# Automates the reading, masking, and stacking of Sentinel-2 Imagery

I use this code after I download S2 imagery from Copernicus. (https://scihub.copernicus.eu/dhus/#/home)

Stacks only the visible bands, red edge, NIR, and SWIR.  This can be edited to include additional bands, but you will need to change the code.  If you can't figure this out, contact me at wegmueller@wisc.edu

WINDOWS USERS: You will need to change the "/" to "\" where indicated. The direction of the slash matters or the code won't work for you.

IMPORTANT: I mask out everthing but vegetation because that's what I use. This can easily be edited, and I've annoted where to do so.

In [1]:
import os
from osgeo import gdal, gdal_array
import numpy as np
import numpy.ma as ma
import rasterio
from rasterio.enums import Resampling

In [7]:
### This is the only block you will need to edit ###

# Create a list of image directories for every image you want
# processed.
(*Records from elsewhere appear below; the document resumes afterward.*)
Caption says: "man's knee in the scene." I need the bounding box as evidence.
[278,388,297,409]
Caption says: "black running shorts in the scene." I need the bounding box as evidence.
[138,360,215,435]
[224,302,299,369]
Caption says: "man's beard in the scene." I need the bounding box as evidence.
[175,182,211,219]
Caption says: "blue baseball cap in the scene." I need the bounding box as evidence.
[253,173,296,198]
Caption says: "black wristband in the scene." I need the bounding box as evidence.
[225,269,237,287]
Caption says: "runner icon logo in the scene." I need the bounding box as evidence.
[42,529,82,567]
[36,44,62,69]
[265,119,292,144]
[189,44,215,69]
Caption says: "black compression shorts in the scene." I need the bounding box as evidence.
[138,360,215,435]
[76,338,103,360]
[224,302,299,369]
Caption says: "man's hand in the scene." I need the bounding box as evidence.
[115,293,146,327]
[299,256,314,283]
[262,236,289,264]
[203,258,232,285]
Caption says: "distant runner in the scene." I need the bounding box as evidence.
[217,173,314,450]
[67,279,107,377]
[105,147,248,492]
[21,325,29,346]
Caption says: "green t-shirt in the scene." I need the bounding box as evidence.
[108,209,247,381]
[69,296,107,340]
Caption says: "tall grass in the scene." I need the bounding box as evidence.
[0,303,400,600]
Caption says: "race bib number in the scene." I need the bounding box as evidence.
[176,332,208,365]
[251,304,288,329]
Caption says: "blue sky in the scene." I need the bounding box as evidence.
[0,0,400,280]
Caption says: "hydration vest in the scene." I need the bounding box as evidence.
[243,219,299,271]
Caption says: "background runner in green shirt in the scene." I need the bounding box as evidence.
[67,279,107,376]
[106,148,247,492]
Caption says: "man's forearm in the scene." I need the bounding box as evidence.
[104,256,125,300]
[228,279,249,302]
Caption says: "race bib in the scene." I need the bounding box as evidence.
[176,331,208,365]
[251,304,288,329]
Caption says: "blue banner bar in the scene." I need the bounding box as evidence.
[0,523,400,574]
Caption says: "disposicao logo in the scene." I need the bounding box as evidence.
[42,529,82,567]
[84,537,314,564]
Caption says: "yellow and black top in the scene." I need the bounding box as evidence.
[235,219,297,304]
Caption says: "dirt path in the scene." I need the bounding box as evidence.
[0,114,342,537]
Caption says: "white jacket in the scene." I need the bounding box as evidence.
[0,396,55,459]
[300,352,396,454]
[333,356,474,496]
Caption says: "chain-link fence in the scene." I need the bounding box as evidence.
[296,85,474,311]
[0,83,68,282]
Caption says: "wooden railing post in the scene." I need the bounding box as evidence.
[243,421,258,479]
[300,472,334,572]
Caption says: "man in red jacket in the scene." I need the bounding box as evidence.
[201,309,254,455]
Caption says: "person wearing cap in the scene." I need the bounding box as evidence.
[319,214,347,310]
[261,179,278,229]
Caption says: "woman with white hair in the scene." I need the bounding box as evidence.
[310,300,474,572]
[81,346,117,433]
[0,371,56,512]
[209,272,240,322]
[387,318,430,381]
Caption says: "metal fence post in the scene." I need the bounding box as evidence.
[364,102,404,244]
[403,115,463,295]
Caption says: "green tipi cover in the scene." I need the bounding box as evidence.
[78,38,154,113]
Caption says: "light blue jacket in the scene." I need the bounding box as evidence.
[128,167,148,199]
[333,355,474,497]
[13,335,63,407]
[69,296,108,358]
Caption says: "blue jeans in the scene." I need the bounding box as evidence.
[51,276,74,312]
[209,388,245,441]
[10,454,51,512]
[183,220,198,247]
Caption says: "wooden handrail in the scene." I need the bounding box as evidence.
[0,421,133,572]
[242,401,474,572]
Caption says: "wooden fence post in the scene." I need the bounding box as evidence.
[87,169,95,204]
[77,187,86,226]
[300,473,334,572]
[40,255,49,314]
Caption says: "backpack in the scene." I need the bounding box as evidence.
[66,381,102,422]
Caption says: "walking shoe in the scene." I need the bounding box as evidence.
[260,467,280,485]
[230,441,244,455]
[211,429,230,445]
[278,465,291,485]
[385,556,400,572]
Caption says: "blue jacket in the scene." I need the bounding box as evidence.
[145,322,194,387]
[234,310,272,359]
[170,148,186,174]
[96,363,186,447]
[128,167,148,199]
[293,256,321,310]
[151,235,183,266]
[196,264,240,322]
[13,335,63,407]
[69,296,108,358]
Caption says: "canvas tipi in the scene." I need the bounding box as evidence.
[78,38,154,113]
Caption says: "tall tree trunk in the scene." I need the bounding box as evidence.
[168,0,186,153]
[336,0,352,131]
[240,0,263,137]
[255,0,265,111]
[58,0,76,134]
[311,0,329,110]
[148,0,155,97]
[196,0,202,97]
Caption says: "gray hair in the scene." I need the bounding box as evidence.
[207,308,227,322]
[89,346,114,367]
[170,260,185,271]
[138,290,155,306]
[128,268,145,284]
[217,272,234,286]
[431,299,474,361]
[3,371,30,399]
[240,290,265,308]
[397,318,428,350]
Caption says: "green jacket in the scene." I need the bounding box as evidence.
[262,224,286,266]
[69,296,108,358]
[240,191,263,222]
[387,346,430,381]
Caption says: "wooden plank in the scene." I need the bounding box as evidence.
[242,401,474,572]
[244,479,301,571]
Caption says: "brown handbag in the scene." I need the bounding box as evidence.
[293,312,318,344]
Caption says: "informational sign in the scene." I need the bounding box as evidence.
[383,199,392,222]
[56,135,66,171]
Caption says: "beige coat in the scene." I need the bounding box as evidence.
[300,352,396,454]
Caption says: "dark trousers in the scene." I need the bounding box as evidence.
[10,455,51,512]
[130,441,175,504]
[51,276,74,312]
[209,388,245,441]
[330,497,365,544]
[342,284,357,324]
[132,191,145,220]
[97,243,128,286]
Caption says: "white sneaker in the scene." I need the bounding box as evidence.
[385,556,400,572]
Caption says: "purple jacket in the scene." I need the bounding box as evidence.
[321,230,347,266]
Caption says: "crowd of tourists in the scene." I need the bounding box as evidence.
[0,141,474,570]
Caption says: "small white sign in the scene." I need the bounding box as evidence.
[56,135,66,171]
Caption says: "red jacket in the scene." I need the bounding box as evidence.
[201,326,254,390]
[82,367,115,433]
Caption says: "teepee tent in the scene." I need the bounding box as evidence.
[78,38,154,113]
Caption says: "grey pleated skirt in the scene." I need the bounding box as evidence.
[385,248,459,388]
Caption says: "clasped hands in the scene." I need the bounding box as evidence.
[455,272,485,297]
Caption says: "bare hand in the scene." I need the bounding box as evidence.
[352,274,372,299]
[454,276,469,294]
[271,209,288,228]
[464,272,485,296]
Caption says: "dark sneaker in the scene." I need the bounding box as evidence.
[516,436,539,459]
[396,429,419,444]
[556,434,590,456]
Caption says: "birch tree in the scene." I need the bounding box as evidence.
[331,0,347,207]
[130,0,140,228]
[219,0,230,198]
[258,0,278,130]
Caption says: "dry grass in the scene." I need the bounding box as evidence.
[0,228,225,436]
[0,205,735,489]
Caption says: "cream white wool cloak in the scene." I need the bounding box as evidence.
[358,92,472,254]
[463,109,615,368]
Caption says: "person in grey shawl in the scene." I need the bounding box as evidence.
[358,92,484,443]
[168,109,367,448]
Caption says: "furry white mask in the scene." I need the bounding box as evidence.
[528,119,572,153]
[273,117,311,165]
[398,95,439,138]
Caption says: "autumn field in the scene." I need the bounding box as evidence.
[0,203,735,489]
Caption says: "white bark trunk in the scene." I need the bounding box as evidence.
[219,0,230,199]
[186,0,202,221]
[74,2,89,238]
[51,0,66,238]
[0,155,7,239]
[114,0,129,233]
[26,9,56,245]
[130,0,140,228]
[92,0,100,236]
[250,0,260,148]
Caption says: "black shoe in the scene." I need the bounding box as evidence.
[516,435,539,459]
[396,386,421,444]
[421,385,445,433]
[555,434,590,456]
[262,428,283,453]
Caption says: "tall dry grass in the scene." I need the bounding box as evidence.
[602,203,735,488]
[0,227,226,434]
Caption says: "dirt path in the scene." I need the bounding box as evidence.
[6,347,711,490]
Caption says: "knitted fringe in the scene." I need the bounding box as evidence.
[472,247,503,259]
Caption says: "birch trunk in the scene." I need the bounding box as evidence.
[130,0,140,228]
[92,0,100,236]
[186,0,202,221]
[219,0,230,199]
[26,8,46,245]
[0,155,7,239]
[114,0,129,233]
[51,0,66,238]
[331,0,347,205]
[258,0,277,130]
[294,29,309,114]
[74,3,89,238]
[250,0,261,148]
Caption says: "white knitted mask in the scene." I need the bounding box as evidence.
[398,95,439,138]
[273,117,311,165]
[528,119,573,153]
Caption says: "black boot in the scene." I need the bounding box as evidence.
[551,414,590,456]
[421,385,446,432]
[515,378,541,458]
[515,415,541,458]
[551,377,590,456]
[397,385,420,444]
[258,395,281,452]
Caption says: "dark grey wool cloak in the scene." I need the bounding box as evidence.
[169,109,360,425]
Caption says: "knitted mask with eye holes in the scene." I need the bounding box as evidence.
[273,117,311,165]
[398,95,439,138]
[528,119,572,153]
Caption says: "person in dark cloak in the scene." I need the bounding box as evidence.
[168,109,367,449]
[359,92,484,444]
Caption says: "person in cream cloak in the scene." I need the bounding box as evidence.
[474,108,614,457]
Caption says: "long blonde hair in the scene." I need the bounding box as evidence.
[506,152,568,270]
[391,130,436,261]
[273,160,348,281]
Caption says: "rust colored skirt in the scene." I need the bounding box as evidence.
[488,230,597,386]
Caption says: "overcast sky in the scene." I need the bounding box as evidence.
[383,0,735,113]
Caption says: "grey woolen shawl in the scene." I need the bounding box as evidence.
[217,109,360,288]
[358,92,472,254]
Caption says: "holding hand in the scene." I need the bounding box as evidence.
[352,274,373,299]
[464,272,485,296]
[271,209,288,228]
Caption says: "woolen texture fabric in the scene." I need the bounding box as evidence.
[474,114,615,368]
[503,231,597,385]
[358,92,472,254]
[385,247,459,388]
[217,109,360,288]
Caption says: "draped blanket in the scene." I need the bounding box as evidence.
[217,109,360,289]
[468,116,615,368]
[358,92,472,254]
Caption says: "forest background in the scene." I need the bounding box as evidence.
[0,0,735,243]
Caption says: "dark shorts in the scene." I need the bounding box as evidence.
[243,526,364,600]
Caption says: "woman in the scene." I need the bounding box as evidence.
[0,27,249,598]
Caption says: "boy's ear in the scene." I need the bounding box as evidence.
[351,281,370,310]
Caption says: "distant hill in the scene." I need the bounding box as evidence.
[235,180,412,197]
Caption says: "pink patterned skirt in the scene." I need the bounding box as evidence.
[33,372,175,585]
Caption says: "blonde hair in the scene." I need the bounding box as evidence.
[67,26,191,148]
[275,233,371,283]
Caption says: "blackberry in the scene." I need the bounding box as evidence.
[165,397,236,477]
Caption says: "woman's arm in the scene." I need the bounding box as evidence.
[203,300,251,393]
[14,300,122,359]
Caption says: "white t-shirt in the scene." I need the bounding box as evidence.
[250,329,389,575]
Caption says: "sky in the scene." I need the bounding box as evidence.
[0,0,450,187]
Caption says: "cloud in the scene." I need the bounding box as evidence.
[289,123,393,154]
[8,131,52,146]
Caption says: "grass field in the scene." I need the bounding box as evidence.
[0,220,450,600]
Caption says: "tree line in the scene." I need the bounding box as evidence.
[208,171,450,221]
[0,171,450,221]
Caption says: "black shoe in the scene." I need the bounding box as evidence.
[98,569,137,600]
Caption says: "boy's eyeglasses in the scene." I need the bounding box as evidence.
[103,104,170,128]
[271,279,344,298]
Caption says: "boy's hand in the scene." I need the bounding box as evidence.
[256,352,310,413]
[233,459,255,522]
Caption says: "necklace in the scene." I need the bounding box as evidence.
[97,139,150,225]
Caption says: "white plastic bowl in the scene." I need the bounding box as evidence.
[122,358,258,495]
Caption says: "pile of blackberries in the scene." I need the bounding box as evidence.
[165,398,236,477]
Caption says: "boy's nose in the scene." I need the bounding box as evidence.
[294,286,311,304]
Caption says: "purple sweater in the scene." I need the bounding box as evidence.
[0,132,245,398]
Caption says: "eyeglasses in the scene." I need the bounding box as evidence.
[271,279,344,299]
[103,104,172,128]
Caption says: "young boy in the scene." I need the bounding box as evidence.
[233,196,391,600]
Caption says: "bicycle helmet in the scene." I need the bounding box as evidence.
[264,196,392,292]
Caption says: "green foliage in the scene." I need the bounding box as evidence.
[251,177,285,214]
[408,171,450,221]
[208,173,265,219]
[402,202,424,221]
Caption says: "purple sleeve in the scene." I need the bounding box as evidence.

This is the only thing you'll need to do.
# Set the directory to the 'IMG_DATA' file. 
# Sentinel-2 should all be formatted the same, 
# which lets this code be more or less universal

dir_list = ['.../S2A_MSIL2A_20200713T170901_N0214_R112_T15TVL_20200713T213310.SAFE/GRANULE/L2A_T15TVL_A026421_20200713T171937/IMG_DATA'
            '.../S2A_MSIL2A_20200730T165901_N0214_R069_T15TVL_20200730T212533.SAFE/GRANULE/L2A_T15TVL_A026664_20200730T170629/IMG_DATA'
           ]
    

In [8]:
def rescale (scale_factor, dataset, ref_dataset, output_fp):
    
    scale_factor = scale_factor

    with rasterio.open(dataset) as dataset:

        # resample data to target shape
        data = dataset.read(
            out_shape=(
                dataset.count,
                int(dataset.height * scale_factor),
                int(dataset.width * scale_factor)
            ),
            resampling=Resampling.nearest #https://gisgeography.com/raster-resampling/
        )

        # scale image transform
        transform = dataset.transform * dataset.transform.scale(
            (dataset.width / data.shape[-1]),
            (dataset.height / data.shape[-2])
        )
        
    ref_img = rasterio.open(ref_dataset)

    with rasterio.Env():
        profile = ref_img.profile
        with rasterio.open(output_fp, 'w', **profile) as dst:
            dst.write(data)
            
def rescale_mask (scale_factor, dataset, ref_dataset, output_fp):  ###NO LONGER USED
    
    scale_factor = scale_factor

    with rasterio.open(dataset) as dataset:

        # resample data to target shape
        data = dataset.read(
            out_shape=(
                dataset.count,
                int(dataset.height * scale_factor),
                int(dataset.width * scale_factor)
            ),
            resampling=Resampling.nearest #https://gisgeography.com/raster-resampling/
        )

        # scale image transform
        transform = dataset.transform * dataset.transform.scale(
            (dataset.width / data.shape[-1]),
            (dataset.height / data.shape[-2])
        )
        
    ref_img = rasterio.open(ref_dataset)

    with rasterio.Env():
        profile = ref_img.profile
        profile['dtype'] = rasterio.uint8
        with rasterio.open(output_fp, 'w', **profile) as dst:
            dst.write(data)
            
def get_image_name(image_directory):
    file = fp + '/R10m'              #WINDOWS USERS: change slash direction here.
    names = os.listdir(file)[0]
    img_name = names[:22]
    return img_name



In [9]:
# WINDOWS USERS:  Change the direction of the slash where needed in
#                 all the strings in this block.

for fp in dir_list:
    os.chdir(fp)

    # Resample Red Edge (8A) and SWIR (12) bands from 20m to 10m
    # Resample QI for mask

    #Set this correctly to automate the rest of this script
    
    img_identifier = get_image_name(fp)

    re = 'R20m/%s_B8A_20m.jp2' %img_identifier 
    swir = 'R20m/%s_B12_20m.jp2' %img_identifier 

    qi = 'R20m/%s_SCL_20m.jp2'%img_identifier 

    ref_img = 'R10m/%s_B02_10m.jp2' %img_identifier 
    
    
    #Mask 20m bands
    #Create mask
    mask_file = gdal.Open(qi)
    mask_data = mask_file.GetRasterBand(1)
    mask_array = gdal_array.BandReadAsArray(mask_data)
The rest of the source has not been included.